I may accept a patch to accommodate this particular use-case, provided it is to the point and well-written.

So may first want to look at Metatag and see if it can be used to solve your problem. While I have a rather minimalist attitude to module management, my impression is that the maintainers of Metatag are much more expansive as to what they implemented, and maybe the Metatag maintainers are more open to patches than me.

However, I believe the expansive strategy of Metatag comes at a price: Metatag is a behemoth that currently have 153 open bug reports. This project has a very small footprint that has 0 open bug reports.
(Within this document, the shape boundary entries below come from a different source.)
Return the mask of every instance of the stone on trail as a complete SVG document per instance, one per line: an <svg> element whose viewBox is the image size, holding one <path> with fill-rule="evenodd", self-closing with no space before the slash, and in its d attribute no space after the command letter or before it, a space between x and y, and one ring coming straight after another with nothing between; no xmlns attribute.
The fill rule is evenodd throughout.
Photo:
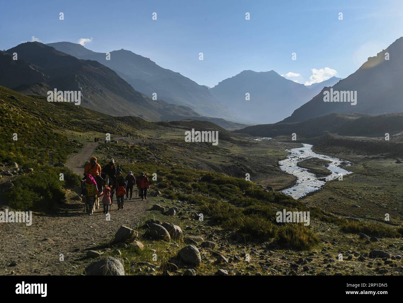
<svg viewBox="0 0 403 303"><path fill-rule="evenodd" d="M143 250L144 248L144 246L143 243L139 241L136 241L130 243L129 245L129 247L131 248L140 250Z"/></svg>
<svg viewBox="0 0 403 303"><path fill-rule="evenodd" d="M94 262L84 270L87 276L124 276L123 264L116 258L108 257Z"/></svg>
<svg viewBox="0 0 403 303"><path fill-rule="evenodd" d="M115 235L115 242L119 243L131 242L138 235L138 233L134 229L122 225Z"/></svg>
<svg viewBox="0 0 403 303"><path fill-rule="evenodd" d="M10 182L9 181L8 181L4 183L4 186L6 188L9 188L10 187L12 187L14 186L14 184Z"/></svg>
<svg viewBox="0 0 403 303"><path fill-rule="evenodd" d="M176 215L176 211L173 207L171 207L166 211L166 214L169 216L174 216Z"/></svg>
<svg viewBox="0 0 403 303"><path fill-rule="evenodd" d="M179 239L183 235L182 229L177 225L164 222L162 224L162 226L169 233L171 239Z"/></svg>
<svg viewBox="0 0 403 303"><path fill-rule="evenodd" d="M216 247L216 244L212 241L204 241L201 245L202 247L207 247L212 249L214 249Z"/></svg>
<svg viewBox="0 0 403 303"><path fill-rule="evenodd" d="M162 225L162 222L159 220L157 220L157 219L148 219L148 220L145 221L145 226L146 227L149 227L153 223L155 223L158 225Z"/></svg>
<svg viewBox="0 0 403 303"><path fill-rule="evenodd" d="M387 258L388 259L391 258L391 255L386 252L384 250L372 250L370 252L370 258Z"/></svg>
<svg viewBox="0 0 403 303"><path fill-rule="evenodd" d="M176 266L176 264L173 263L169 263L169 262L167 262L164 263L161 266L161 270L162 271L165 271L166 270L168 270L168 271L175 271L178 270L178 266Z"/></svg>
<svg viewBox="0 0 403 303"><path fill-rule="evenodd" d="M151 210L164 212L165 211L165 209L159 204L154 204L151 207Z"/></svg>
<svg viewBox="0 0 403 303"><path fill-rule="evenodd" d="M228 276L228 272L225 269L219 269L214 274L216 276Z"/></svg>
<svg viewBox="0 0 403 303"><path fill-rule="evenodd" d="M184 276L195 276L196 271L193 268L188 268L185 271Z"/></svg>
<svg viewBox="0 0 403 303"><path fill-rule="evenodd" d="M87 252L87 258L94 258L100 257L101 254L96 250L89 250Z"/></svg>
<svg viewBox="0 0 403 303"><path fill-rule="evenodd" d="M195 241L196 243L203 242L204 241L203 237L199 235L188 235L186 237L185 240L186 241L188 239L191 239Z"/></svg>
<svg viewBox="0 0 403 303"><path fill-rule="evenodd" d="M145 232L145 235L152 239L158 240L169 241L171 239L171 236L168 231L163 226L155 223L151 224L150 228Z"/></svg>
<svg viewBox="0 0 403 303"><path fill-rule="evenodd" d="M195 246L187 245L178 253L181 260L184 263L194 266L198 266L202 262L200 253Z"/></svg>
I like to keep it that way.

nickonom’s picture

Metatag is for pages and because comments are just part of pages I don't think Metatag module can save the day in my use case.

I understand and totally accept your approach to keep it simpler and concentrate on nodes only. I just thought that if a new module for all kind of pages was to developed, then it basically would do exactly the same as this module does - to inject the nonfollow tag when necessary - by just expanding such necessary cases to "cover all sort of possible pages". So it wouldn't be much different, but it would just start incorporating other conditions, and hence my suggestion.

gisle’s picture

I just thought that if a new module for all kind of pages was to developed, then it basically would do exactly the same as this module does - to inject the nonfollow tag when necessary - by just expanding such necessary cases to "cover all sort of possible pages". So it wouldn't be much different, but it would just start incorporating other conditions, and hence my suggestion.

This module works by attaching a noindex-field to a node (i.e. an instance of the "content" entity) that says "noindex this". Extending this to allow this field to be added to other Drupal entities such as comments and users would be fairly trivial and use the same code.

Expanding this to "cover all sort of possible pages", including non-entity based content, special pages and aggregates (such as those produced by Views) would require a very different approach (probably some sort of filter based on the URL) and would probably mean that a total rewrite of the module from scratch would be necessary.

If you want this, and Metatag does not solve it, the best approach is probably to create a new module (e.g. something named "Url Noindex") that filters on URLs. You can of course create that yourself, or hire somebody (including me) to create it.

gisle’s picture

Status: Active » Closed (won't fix)

It is been a year, with no new information. Time to close.